Ein Foto gehört entweder auf den Lebenslauf oder auf ein Deckblatt, das zunehmend in Mode kommt und als Titel in die Unterlagen (das Anschreiben liegt extra) kommt. Das Foto kann neuerdings etwas größer sein als ein Passbild; sowohl Farbe als auch Schwarz-Weiß sind in Ordnung, wenn es professionell aussieht und die Kleidung zum künftigen Beruf passt.

Schließlich folgen Kopien aller relevanten Zeugnisse (ab Schulabschluss), eventuell Belege über Zusatzqualifikationen sowie Arbeitsproben. Alles sollte in einer schlanken Mappe verpackt (manchmal ist nur eine zweiseitig offene Klarsichthülle gewünscht) und leicht herausnehmbar sein. „Es nervt, wenn man jede Seite zum Kopieren erst aus einer Folie popeln muss“, sagt eine Personalfrau. Bei BASF empfiehlt man, bei der Auswahl der Referenzen „nicht durch Fülle, sondern durch Qualität zu beeindrucken“.
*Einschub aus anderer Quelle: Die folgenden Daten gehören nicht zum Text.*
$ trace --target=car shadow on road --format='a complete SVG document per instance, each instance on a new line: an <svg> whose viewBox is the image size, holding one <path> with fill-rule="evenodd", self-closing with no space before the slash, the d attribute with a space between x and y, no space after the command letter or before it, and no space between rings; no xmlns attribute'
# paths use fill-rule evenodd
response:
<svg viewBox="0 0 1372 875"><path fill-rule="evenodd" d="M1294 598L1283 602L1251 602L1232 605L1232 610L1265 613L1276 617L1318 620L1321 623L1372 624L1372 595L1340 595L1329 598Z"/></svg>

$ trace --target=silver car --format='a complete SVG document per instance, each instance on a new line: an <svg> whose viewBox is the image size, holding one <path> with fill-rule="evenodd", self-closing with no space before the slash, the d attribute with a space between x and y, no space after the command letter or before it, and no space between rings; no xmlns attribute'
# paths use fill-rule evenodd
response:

Papier bleibt die richtige Wahl, sofern keine Online-Bewerbung gewünscht oder vereinbart worden ist. Eine beigelegte CD mit denselben Informationen wie in der Mappe löst beim Adressaten eher Chaos als Begeisterung aus. Im Zweifel sollte man sich auch dafür nicht vor einem Anruf scheuen, damit die Bewerbung ein Volltreffer wird.

Wer partout nicht nur eine solide, sondern eine einmalige Bewerbung kreieren will, sollte seine Ideen vorher im Bekanntenkreis testen. So begeisterte ein Bauleiter, der je ein Foto im Anzug und im Blaumann schickte, sowohl Berater als auch einen Arbeitgeber. Und ein Jugendlicher, der trotz schlechter Noten Werbekaufmann werden wollte, klebte einen Stadtplan auf den Umschlag und zeichnete den Weg von seiner Wohnung zum Wunsch-Arbeitgeber ein. Das überzeugte nicht nur die Berufsberater in der Agentur, sondern auch den Adressaten.